Reputation: 81
I tried to obtain text from those div tags but they all return nothing:
HTML :
<div id="comments" class="part comments last"><script type="text/rocketscript" data- rocketsrc="http://sabq.org/js/parts/comments/global.js?1324675506" data- rocketoptimized="true"></script>
<h2 class="header">التعليقات (23)</h2>
<div id="comment_5946146" class="item
">
<h4 class="direction1">
<span class="serial">1</span> *محمد * </h4>
<p class="direction1"><span class="date-time">17 جمادى الأولى 1435 | 12:46 AM</span></p>
<p class="like-buttons">
<span class="like " title="أعجبني"><span class="value">5</span></span>
<span class="sep">-</span>
<span class="unlike " title="لم يعجبني"><span class="value">0</span></span>
<input type="hidden" name="class" value="Comment">
<input type="hidden" name="id" value="5946146">
</p>
<br clear="all">
<div class="message">هؤلاء أشخاص لم يجدوا سبيلاً لطلب الرزق إلا بهذه الطريقة فكفاكم تضييقاً وخناقاً عليهم حتى في مصادر رزقهم ....</div>
</div>
I wanna get the div class "message" and the text inside h4 tag and span "date-time" I tried to:
document.select("div.message");
And:
document.select("div.comments").select("div.message");
But they didn't work.
Upvotes: 1
Views: 4514
Reputation: 8617
Tried against your html with 5 cases and they all work fine, just a little note - you are retrieving a collection of Elements
and not just a single Element
by using document.select("div.message");
Code:
Document document = Jsoup.parse(new File("some.html"),"utf-8");
Element message = document.select("div.message").first();
Element span = document.select("span.date-time").first();
Element comments = document.select("div.comments").first();
Element h4 = document.select("h4.direction1").first();
Element test = document.select("div.comments").select("div.message")
.first();
System.out.println(message.text());
System.out.println(span.text());
System.out.println(comments.text());
System.out.println(h4.text());
System.out.println(test.text());
Gives;
م حتى في مصادر رزقهم ....
17 جمادى الأولى 1435 | 12:46 AM
التعليقات (23) 1 *محمد * 17 جمادى الأولى 1435 | 12:46 AM 5 - 0 هؤلاء أشخاص لم يجدوا سبيلاً لطلب الرزق إلا بهذه الطريقة فكفاكم تضييقاً وخناقاً عليهم حتى في مصادر رزقهم ....
1 *محمد *
هؤلاء أشخاص لم يجدوا سبيلاً لطلب الرزق إلا بهذه الطريقة فكفاكم تضييقاً وخناقاً عليهم حتى في مصادر رزقهم ....
PS: I have used .first()
to prove the validity of the used selectors, since your html had unique non-repetitive combinations.
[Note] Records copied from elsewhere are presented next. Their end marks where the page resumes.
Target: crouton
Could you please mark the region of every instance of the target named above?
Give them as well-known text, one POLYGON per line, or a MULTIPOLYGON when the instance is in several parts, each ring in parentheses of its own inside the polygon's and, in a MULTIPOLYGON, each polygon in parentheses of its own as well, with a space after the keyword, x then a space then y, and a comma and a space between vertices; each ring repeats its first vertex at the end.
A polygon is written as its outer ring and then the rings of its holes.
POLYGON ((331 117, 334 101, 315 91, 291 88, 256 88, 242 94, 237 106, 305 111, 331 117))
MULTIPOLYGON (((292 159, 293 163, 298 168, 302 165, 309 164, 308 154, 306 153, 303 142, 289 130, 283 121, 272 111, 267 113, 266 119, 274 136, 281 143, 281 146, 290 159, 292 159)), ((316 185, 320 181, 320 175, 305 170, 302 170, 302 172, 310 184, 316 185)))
In case you have multiple results per selector, you can iterate over the collection and get the individual results, like:
Elements message = document.select("div.message");
for (Element el : message)
System.out.println(el.text());
EDIT:
To parse from the url:
Change,
Document document = Jsoup.parse(new File("some.html"),"utf-8");
To,
Document document = Jsoup.connect("http://sabq.org/WzUfde").userAgent("Mozilla/5.0 (X11; Linux x86_64) AppleWebKit/535.21 (KHTML, like Gecko) Chrome/19.0.1042.0 Safari/535.21").get();
This works for me, cannot post the huge output here but you can test it for your case.
Upvotes: 1